Her big breakthrough came when Agudath Israel undertook to be the mentor and guide of the Bais Yaakov movement. Within two years of when she first began her small group, other cities in Poland begged her to open a school in their vicinity to “save our girls.” The Rosh Yeshiva in Lublin, Rav Meir Shapiro, visited her school and convinced her to organize a seminary, eventually inaugurated with 120 girls.
When Sara Schenirer encountered resistance from Orthodox leaders who did not support the idea of a “yeshiva” or Torah school for girls, the Agudah wrote to the Chofetz Chaim, who was highly instrumental in helping her realize her lofty ambition.

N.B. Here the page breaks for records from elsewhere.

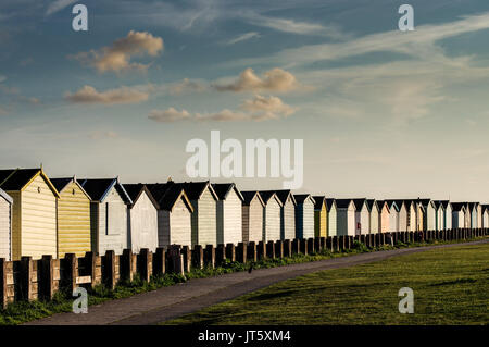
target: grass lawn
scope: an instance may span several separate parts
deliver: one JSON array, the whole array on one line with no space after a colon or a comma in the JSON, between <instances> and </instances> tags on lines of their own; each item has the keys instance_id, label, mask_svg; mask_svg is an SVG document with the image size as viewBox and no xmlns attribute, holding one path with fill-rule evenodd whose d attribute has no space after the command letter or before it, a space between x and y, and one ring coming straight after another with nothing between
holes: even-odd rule
<instances>
[{"instance_id":1,"label":"grass lawn","mask_svg":"<svg viewBox=\"0 0 489 347\"><path fill-rule=\"evenodd\" d=\"M414 290L414 314L398 292ZM166 324L488 324L489 244L285 281Z\"/></svg>"}]
</instances>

The impact Sara Schenirer had on a generation of girls was discernible even in the darkness of the Holocaust. Holocaust survivor, author and historian Yosef Friedenson, a”h relates how Bais Yaakov girls stood in stark contrast to other inmates: “I saw how they starved and carried food to Jews who were ill and to lonely talmidei chachamim…They were the only ones who remembered when it was Shabbos and Yom Tov, when others forgot the sequence of days. Several candles were somehow lit every Friday evening in Auschwitz. Young women placed kerchiefs upon their heads and whispered a tefillah. Some no longer had for whom to pray. They no longer had their husbands or parents, and they wept in prayer for their tortured people.”
Sarah Schenirer passed away at the age of fifty-two. Though she was not blessed with children of her own, there were at the time about 35,000 girls attending close to 300 Bais Yaakov schools in Poland alone. Girls once again became proud of their heritage and Jewishness, and tznius had once again become the hallmark of the Jewish daughter. (Sarah had recurrently stressed the theme of personal modesty in behavior and dress.)
According to the Sefer Yetzirah, the month of Adar was formed by means of the letter kuf, symbolizing kedusha – which springs forth from righteousness (the tzaddik of the previous month of Shevat).
Please note: The Tzemach Tzedek whose yahrzheit was observed on the second day of Shevat was Rav Menachem Mendel Krochmahl of Nikolsburg, a talmid muvhak of the Bach.